Die Verläumnungen der 3 Damen ( Frau Y. W.+ Frau N.Sch. + Frau J.W.) sind erstmal im Keim erstickt, da die Realität und die VorOrt Begehungen dieses Ausräumen. Sollte dennoch jemand ein Mitteilungsbedürfnis diesbezüglich haben, dürfen Sie sich gerne, in schriftlicher Form, an meinem Rechtsanwalt Schiffer in Köln wenden.

… es gibt Neuigkeiten- Update 29.07.2020

Es haben sich bis jetzt 4 Welpeneltern gemeldet, die Welpen (5 R und 4 H) von meiner Letti ( Nimeesha Lakota Löwenschwanz aka Letti ( Lettizia ) jetzt Zia vom Leintal ) (geb.24.09.2018 – E-Wurf vom Leintal) jetzt Zia vom Leintal genannt, gekauft haben. – Die mir mitgeilt haben, daß Ihre Hunde im ersten Jahr erkrankten und bereits kastriert sind. Es geht Ihnen soweit gut. Des weiteren habe ich die dazugehörigen Unterlagen meiner Hündin bekommen, so wie das Wurfabnahmeprotokoll vom 18.11.2018 unterschrieben von Frau Wildmoser ( Züchterin von Dante und Jack) und einer Tierärztin. 

Die Welpeneltern teilt mir außerdem mit, daß sie die Züchterin mehrfach kontaktiert haben, wegen den Ahnentafeln und stellten unangenehme Fragen an die Züchterin.
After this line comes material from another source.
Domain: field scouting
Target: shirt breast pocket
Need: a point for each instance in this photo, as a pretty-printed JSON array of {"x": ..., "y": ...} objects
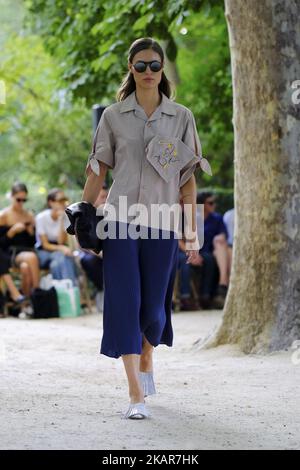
[{"x": 168, "y": 155}]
Die Familien wurden über genetische Trägerschaften nicht informiert, zumal der eingesetze VaterRüde mehrere Trägerschaften hat, u.a. JME. Die Telefonate waren sehr Emotional und  für mich nachvollziebar….*

Der Verband hat sich gegenüber einer Züchterin (Juli 2020), in diesem Fall und zur meiner Person,  sehr abwertend geäußert. „Mein Artikel würde nicht der Wahrheit entsprechen und ich wäre ja „krank“. Das wird mich wohl dazu veranlassen, meinen Rechtsbeistand zu kontaktieren und der Dame des Verbandes mal einen „netten“ Brief zu kommen zulassen.

Gerne können meine Originale angefordert werden, denn Aufgrund des Bertrugsversuchs und der Urkundenfälschung, kann ich meine Dokumente und Auswertungen nicht online setzen. Ich bitte um Verständnis!